Erin Spain: And it underscores the importance of getting that diagnosis and going into your doctor and really determining is this a food allergy?
Ruchi Gupta: And that was our goal by saying, look, there's one in five, but then of the convincing there's only one in 20 that are getting diagnosed. I understand this as an adult, you know, a lot of times what happens is you eat a food, you have a negative reaction, and you're like, well I just can't eat that food and you don't necessarily think, oh, let me go get it checked out by a doctor and I want this to help people think, let me go get it checked out by a doctor. Because avoiding foods in your diet is so hard, right? Trying to take out milk from everything you eat. I think for me the goal was, you know, let's try to figure out what all these food related conditions are so that you're not having to avoid a food unnecessarily and if it is a true food allergy, you need to know how to manage it because that can be life threatening and you need to know what type of reactions can happen and you need to carry your epinephrine with you.
Erin Spain: You touched on it a little bit with the shellfish. What is it about the shellfish, the protein? What are some of the hypothesis out there about why more kids and adults are developing food allergies? I know there's some theories. You're one of the experts. What do you say?
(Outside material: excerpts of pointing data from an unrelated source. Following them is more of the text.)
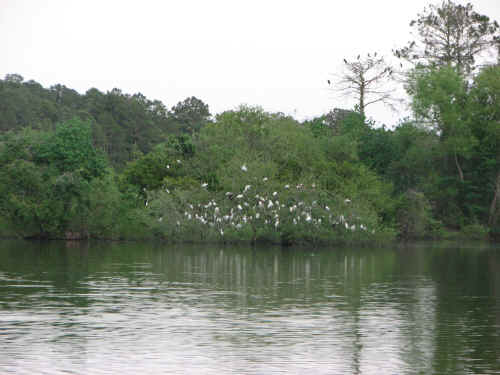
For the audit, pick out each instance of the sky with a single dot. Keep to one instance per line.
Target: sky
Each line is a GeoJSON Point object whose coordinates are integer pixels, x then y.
{"type": "Point", "coordinates": [272, 53]}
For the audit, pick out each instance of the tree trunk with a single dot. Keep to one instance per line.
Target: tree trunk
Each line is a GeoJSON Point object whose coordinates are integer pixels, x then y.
{"type": "Point", "coordinates": [493, 207]}
{"type": "Point", "coordinates": [460, 172]}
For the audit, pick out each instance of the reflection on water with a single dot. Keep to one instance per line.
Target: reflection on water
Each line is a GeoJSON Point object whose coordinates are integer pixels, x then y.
{"type": "Point", "coordinates": [140, 308]}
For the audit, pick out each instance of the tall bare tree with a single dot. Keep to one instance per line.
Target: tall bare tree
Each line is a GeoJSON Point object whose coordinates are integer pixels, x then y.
{"type": "Point", "coordinates": [365, 78]}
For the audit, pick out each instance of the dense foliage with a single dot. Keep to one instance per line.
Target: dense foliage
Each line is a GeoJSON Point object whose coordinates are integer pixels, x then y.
{"type": "Point", "coordinates": [113, 165]}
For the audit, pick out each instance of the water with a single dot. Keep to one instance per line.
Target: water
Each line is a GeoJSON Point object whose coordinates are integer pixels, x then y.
{"type": "Point", "coordinates": [148, 309]}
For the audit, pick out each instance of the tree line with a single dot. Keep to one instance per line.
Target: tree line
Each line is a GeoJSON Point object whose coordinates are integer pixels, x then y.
{"type": "Point", "coordinates": [114, 165]}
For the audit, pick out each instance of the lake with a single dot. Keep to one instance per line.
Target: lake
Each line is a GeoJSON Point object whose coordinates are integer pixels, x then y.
{"type": "Point", "coordinates": [145, 308]}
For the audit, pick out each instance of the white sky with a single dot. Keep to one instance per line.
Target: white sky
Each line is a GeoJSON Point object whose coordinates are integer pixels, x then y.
{"type": "Point", "coordinates": [274, 53]}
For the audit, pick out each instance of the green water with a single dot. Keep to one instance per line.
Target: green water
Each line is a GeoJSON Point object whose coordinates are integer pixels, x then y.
{"type": "Point", "coordinates": [148, 309]}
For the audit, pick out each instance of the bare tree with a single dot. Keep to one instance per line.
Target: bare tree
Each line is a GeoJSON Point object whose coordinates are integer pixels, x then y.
{"type": "Point", "coordinates": [367, 79]}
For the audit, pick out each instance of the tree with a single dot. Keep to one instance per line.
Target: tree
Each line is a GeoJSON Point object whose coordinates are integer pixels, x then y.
{"type": "Point", "coordinates": [450, 34]}
{"type": "Point", "coordinates": [191, 114]}
{"type": "Point", "coordinates": [485, 97]}
{"type": "Point", "coordinates": [46, 179]}
{"type": "Point", "coordinates": [440, 97]}
{"type": "Point", "coordinates": [366, 79]}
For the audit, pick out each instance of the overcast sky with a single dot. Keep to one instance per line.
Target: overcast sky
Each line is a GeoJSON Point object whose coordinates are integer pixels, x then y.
{"type": "Point", "coordinates": [272, 53]}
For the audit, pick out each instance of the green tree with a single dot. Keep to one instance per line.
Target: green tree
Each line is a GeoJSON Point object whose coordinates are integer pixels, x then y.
{"type": "Point", "coordinates": [190, 115]}
{"type": "Point", "coordinates": [440, 99]}
{"type": "Point", "coordinates": [450, 34]}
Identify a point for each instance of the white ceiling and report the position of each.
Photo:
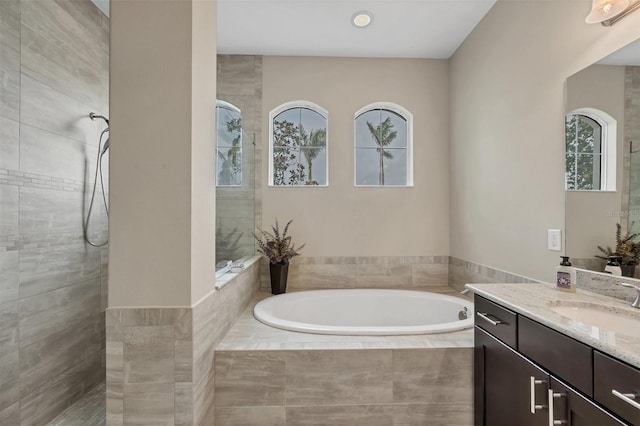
(628, 55)
(400, 28)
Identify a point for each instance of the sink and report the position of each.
(619, 320)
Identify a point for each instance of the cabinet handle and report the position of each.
(627, 397)
(552, 421)
(532, 393)
(485, 317)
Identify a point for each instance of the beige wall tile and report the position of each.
(149, 374)
(339, 377)
(432, 375)
(9, 142)
(249, 378)
(430, 275)
(433, 414)
(347, 415)
(250, 416)
(383, 275)
(309, 276)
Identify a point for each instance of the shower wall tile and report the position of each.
(8, 276)
(50, 268)
(10, 58)
(9, 332)
(46, 153)
(9, 143)
(250, 416)
(339, 377)
(44, 404)
(44, 211)
(62, 47)
(56, 353)
(48, 109)
(10, 415)
(46, 315)
(8, 210)
(356, 415)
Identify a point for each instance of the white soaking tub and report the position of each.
(365, 312)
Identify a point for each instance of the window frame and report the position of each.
(287, 106)
(608, 148)
(408, 117)
(232, 107)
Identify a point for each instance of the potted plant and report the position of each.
(627, 251)
(279, 250)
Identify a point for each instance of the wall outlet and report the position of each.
(554, 239)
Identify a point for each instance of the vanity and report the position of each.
(546, 357)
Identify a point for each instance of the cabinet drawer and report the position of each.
(563, 356)
(610, 374)
(496, 320)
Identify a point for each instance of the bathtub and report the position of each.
(365, 312)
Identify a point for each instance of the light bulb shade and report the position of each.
(602, 10)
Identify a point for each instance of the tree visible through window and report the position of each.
(228, 145)
(299, 146)
(584, 154)
(382, 147)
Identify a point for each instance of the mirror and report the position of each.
(602, 124)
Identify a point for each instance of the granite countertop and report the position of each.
(537, 300)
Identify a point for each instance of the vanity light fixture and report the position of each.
(608, 12)
(362, 19)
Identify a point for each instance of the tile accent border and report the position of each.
(462, 272)
(407, 272)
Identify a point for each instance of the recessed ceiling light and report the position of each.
(362, 19)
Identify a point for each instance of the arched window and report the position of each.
(383, 146)
(590, 137)
(298, 145)
(228, 144)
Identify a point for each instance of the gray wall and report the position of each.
(53, 71)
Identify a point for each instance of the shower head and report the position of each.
(93, 116)
(105, 147)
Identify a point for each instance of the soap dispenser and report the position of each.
(613, 266)
(566, 276)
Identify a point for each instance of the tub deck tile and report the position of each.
(250, 334)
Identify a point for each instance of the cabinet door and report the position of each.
(504, 393)
(572, 409)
Ruchi Gupta: I know, and this is what's so interesting because we all know that genetics plays a role, right? But we would not have this epidemic and this huge increase if it was just genetics. So we need to better understand what is it in the environmental component that has changed over pretty much a generation that has caused this incredible increase. So some theories are, of course, the hygiene hypothesis, right? Like, are we becoming too clean?
Erin Spain: The hand sanitizers the soap?
Ruchi Gupta: Right. It could very well be because our bodies are not exposed to things that are not fighting things they should. They're fighting things they shouldn't. There's a couple of other really interesting hypotheses that are somewhat related. The microbiome, you've probably heard that that's really hot right now. What is it about our gut bacteria and how much of a role does that play and what are we doing to it? You know, the whole idea of getting antibiotics early in life and that first year all the antibiotics infants are getting or mothers are getting during pregnancy, other hygiene related things. You know, C-section births are up and so they're not going through the normal vaginal canal and then they're not getting that natural bacteria. Is that hurting them? Is that part of that whole hygiene piece and the microbiome that is in their gut and how do we eat, what are we eating these days? You know, are we eating locally grown food like before? No. Are eating from all over the world. What kind of pesticides are used? You know, the ideas of GMOs. There are all these question marks that we haven't fully understood yet.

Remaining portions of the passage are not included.